Normalmente, quando un lavoratore diventa esigente, si chiude la fabbrica e la si sposta in Bangladesh. Ma la logistica per sua natura non si può spostare, perché è ciò che permette lo spostamento di tutto il resto. Ci sarà una furiosa corsa alla sostituzione dell’uomo con droni e veicoli senza guidatore  controllati dall’Intelligenza Artificiale, ma nel frattempo c’è ancora bisogno del camionista che deve arrivare al deposito esattamente in tempo per consegnare il pacco all’omino in bici che suona al mio campanello. E siccome il cliente esige consegne sempre più veloci e puntuali per prodotti sempre più economici, la pressione ricade necessariamente sull’ambiente in primo luogo (a parte i trasporti, i comuni italiani ovunque stanno autorizzando la costruzione di capannoni in cambio di oneri di urbanizzazione), e sul lavoratore in secondo luogo.

L’Italia è “invasa” da immigrati, perché solo lavoratori sfruttati fino in fondo permettono di mantenere in crescita il Pil e tenere prezzi impossibilmente bassi (così bassi, ma su questa la Destra “identitaria” tace, da distruggere l’economia contadina italiana, salvo le reti agroindustriali). Ecco che riemergono bande armate, che picchiano chi si oppone. Bande armate, alcune regolarmente registrate presso la Camera di Commercio, che non fanno “saluti romani”, ma picchiano direttamente, senza che nessuno chieda che vengano messe al bando. Bande i cui militanti sono probabilmente quasi tutti stranieri anche loro; come è certamente il caso di quelle cinesi citate dal Rovescio.
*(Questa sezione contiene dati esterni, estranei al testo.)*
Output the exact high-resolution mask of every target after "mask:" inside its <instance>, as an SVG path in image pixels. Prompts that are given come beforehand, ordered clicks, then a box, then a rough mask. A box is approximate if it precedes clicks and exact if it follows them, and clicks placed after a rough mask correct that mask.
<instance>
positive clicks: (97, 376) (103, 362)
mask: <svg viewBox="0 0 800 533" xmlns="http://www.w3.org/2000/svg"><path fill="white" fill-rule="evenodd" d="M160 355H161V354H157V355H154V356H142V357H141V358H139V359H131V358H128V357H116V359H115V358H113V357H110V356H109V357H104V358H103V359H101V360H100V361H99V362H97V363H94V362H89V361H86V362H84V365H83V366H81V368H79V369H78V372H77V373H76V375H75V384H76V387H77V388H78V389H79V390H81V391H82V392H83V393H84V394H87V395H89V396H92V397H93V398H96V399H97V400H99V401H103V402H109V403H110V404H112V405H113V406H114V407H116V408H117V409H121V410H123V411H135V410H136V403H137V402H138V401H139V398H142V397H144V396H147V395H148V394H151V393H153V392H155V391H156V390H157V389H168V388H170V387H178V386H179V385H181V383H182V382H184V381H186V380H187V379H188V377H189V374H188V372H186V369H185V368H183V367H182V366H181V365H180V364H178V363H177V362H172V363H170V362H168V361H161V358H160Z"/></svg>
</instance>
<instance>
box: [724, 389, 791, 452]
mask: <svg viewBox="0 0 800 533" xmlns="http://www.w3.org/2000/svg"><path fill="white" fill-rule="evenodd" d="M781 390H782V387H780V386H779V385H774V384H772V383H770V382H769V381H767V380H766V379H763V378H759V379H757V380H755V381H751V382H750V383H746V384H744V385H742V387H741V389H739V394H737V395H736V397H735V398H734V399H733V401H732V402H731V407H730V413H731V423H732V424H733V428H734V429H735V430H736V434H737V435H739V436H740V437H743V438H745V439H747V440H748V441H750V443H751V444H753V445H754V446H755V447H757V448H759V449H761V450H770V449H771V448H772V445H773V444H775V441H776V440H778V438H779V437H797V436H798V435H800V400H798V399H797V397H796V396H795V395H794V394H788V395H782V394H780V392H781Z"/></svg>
Comunque ecco a voi la cronaca del Rovescio: fate la tara al linguaggio, perché i fatti sono più o meno quelli.

Il primo febbraio la celere di Piacenza carica un picchetto davanti alla TNT/Fedex. Il pretesto è che alle 22:00 c’è il coprifuoco e quindi non si può manifestare. Gli operai scacciano gli sbirri a sassate, il picchetto va avanti ad oltranza tanto che gli infami della Cgil locale organizzano pure delle manifestazioni davanti alla questura per chiedere di poter entrare a lavorare, dato che la parte violenta degli operai non glielo permetterebbe. Si espongono i vertici del sindacato di regime per affermare di aver parlato con la TNT/Fedex e di assicurare che il sito locale non sarebbe stato chiuso.
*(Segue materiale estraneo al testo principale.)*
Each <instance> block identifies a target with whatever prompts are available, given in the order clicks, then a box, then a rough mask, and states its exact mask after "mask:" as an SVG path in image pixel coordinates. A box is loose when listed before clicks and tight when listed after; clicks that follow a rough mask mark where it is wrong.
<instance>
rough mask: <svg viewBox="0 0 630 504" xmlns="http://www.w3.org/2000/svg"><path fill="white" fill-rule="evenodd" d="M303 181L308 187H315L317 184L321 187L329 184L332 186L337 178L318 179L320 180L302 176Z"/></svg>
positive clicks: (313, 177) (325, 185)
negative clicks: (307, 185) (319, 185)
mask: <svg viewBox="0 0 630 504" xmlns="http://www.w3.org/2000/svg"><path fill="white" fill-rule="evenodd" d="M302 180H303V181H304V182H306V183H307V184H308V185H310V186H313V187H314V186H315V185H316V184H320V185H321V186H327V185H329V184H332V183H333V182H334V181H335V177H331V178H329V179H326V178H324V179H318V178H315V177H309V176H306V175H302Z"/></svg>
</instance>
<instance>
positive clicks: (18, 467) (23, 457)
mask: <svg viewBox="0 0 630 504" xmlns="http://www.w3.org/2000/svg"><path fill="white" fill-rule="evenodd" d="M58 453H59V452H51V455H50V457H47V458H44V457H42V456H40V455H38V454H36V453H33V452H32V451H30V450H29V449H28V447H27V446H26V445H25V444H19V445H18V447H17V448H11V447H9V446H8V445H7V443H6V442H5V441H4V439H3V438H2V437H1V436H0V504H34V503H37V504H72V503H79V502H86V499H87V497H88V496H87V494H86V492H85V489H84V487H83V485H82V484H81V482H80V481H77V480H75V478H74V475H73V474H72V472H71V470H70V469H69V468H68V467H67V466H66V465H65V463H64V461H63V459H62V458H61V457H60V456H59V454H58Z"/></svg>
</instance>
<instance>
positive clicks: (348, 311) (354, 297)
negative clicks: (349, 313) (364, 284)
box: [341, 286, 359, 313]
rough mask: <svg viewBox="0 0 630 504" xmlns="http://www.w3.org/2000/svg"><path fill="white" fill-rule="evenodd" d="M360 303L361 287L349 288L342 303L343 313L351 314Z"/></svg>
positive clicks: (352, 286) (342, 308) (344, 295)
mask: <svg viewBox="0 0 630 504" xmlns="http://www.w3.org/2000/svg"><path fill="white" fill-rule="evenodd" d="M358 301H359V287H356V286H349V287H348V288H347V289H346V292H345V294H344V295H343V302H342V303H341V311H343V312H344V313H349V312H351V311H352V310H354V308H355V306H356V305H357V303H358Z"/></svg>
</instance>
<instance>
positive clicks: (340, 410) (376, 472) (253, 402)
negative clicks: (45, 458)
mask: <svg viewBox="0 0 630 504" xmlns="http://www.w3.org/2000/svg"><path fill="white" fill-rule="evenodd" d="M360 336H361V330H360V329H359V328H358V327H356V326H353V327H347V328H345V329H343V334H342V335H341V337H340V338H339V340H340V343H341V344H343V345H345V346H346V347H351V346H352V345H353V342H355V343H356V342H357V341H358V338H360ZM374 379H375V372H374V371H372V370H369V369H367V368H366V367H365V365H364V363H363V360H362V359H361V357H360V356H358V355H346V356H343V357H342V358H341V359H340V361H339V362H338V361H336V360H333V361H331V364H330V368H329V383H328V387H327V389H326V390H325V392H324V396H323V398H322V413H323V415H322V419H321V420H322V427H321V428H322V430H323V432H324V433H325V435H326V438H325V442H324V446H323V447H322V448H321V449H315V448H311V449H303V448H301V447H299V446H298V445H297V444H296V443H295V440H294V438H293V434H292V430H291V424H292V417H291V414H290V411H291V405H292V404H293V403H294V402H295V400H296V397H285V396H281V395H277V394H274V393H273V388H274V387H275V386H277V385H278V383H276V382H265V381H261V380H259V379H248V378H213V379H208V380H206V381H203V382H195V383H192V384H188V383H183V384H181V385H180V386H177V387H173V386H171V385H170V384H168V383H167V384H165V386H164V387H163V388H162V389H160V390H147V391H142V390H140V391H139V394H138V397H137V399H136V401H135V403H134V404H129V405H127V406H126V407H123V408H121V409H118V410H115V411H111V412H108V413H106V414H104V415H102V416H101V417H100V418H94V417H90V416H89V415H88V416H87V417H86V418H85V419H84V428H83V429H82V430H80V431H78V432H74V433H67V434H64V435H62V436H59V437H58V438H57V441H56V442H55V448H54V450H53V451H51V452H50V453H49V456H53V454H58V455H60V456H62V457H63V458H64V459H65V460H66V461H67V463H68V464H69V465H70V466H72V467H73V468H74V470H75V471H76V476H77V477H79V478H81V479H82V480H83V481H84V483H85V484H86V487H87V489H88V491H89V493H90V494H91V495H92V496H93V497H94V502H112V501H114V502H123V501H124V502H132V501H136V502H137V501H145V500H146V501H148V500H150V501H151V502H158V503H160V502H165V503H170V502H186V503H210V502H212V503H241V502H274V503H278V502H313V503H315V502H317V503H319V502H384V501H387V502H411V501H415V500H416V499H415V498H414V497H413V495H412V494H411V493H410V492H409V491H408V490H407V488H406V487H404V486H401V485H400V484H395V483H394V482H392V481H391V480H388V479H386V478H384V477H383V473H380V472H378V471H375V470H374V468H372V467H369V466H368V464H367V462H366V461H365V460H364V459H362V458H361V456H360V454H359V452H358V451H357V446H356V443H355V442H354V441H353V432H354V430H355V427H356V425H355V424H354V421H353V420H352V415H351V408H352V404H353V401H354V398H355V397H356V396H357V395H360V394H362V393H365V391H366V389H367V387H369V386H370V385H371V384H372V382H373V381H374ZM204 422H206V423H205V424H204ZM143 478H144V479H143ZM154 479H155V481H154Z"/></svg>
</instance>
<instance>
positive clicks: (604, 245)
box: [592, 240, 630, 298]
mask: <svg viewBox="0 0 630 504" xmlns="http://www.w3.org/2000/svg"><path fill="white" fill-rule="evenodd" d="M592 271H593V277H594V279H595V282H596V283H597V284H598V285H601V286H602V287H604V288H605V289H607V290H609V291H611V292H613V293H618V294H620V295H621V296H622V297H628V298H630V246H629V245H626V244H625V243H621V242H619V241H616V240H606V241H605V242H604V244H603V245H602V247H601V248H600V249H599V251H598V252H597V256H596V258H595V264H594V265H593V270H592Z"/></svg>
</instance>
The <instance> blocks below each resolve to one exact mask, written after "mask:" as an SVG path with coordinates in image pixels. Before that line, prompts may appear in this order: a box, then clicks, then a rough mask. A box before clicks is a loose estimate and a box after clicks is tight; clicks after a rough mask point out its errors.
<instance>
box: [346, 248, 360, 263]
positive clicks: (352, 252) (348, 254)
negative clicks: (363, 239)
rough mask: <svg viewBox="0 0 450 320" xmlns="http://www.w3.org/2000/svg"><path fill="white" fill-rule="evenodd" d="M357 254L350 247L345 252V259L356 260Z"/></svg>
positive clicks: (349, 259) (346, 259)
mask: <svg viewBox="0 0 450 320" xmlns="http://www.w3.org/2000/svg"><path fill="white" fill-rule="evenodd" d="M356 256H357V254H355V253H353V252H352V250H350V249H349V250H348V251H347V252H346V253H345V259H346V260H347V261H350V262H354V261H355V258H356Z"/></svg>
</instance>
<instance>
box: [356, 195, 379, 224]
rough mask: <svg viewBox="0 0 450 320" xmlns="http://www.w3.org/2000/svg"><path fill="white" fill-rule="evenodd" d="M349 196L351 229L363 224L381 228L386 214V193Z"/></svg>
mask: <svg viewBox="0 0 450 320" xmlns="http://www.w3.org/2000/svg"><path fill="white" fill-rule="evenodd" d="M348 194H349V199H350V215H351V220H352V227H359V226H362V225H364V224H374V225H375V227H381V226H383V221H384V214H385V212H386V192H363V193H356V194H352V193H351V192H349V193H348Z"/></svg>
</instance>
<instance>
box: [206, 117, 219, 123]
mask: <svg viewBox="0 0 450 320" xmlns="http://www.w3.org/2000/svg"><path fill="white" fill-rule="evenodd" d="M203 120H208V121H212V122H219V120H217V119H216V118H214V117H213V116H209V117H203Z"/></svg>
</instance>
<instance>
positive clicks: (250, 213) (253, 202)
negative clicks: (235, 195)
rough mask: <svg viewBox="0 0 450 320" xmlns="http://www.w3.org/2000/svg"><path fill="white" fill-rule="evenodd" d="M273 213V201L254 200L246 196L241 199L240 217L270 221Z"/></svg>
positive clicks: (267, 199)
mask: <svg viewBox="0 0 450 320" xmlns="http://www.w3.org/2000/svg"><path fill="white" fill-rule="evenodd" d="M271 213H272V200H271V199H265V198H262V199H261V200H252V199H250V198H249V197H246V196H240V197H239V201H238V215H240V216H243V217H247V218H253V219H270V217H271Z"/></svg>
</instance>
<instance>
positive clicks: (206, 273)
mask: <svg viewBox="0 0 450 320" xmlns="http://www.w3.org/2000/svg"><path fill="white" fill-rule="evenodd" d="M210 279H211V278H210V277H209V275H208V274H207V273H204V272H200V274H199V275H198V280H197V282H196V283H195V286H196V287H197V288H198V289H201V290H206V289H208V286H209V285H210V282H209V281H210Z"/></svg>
Infami che vengono presto accontentati: il 10 marzo scatta una operazione repressiva con trenta indagati, due arresti, cinque divieti di dimora, sei avvisi di revoca del permesso di soggiorno (se sei un immigrato e scioperi, te ne torni a casa tua!), 13mila e 200 euro di multa. Operazione di plastica chiarezza in tempi di Unità Nazionale: i decreti Speranza (repressione sanitaria, coprifuoco) e i decreti Salvini (deportazione per gli stranieri che scioperano) Uniti per la Nazione, in guerra contro gli sfruttati. La Fedex approfitta della mazzata per chiudere il polo di Piacenza, in barba alle assicurazioni su ciò che solo pochi giorni prima i loro servi in CGIL promettevano essere impossibile.

Ne nascono scioperi in tutta Italia, i siti della TNT/Fedex bloccati a singhiozzo per tre mesi. Si scatena però anche una violentissima repressione, portata avanti a tutti i livelli. Se dovessimo usare la stessa ratio che muove i teoremi delle procure contro di noi, si dovrebbe affermare che c’è una evidente regia, un comitato esecutivo dietro la multiforme azione di polizia (le cariche, i fogli di via da Milano per chi partecipa ai blocchi) e le squadracce di picchiatori professionisti (aggressioni con spranghe, bastoni, spray al peperoncino, pistole taser) della SKP di Milano, l’agenzia di bodyguard e investigazioni private usata sempre più spesso dai padroni della logistica per mazzolare gli scioperanti.

Ma le violenze vanno avanti ben oltre la Fedex e la stessa logistica. A Prato, gli operai tessili in sciopero contro le condizioni schiavistiche imposte loro dalla mafia cinese che produce materie prime per le multinazionali della moda, vengono ripetutamente attaccati, presi a mattonate, a pistolettate, investiti… e di nuovo (stessa regia? stesso comitato esecutivo?) caricati dalla polizia.

Da ultimo, venerdì 18 giugno, davanti ai cancelli del magazzino LIDL di Biandrate, in provincia di Novara, tre operai vengono investiti, nel tentativo di bloccare l’uscita delle merci, da un camionista che al contrario quel presidio lo vuole sfondare. Adil Belakhdim, 37 anni, sindacalista e referente novarese di SI Cobas, muore sul colpo.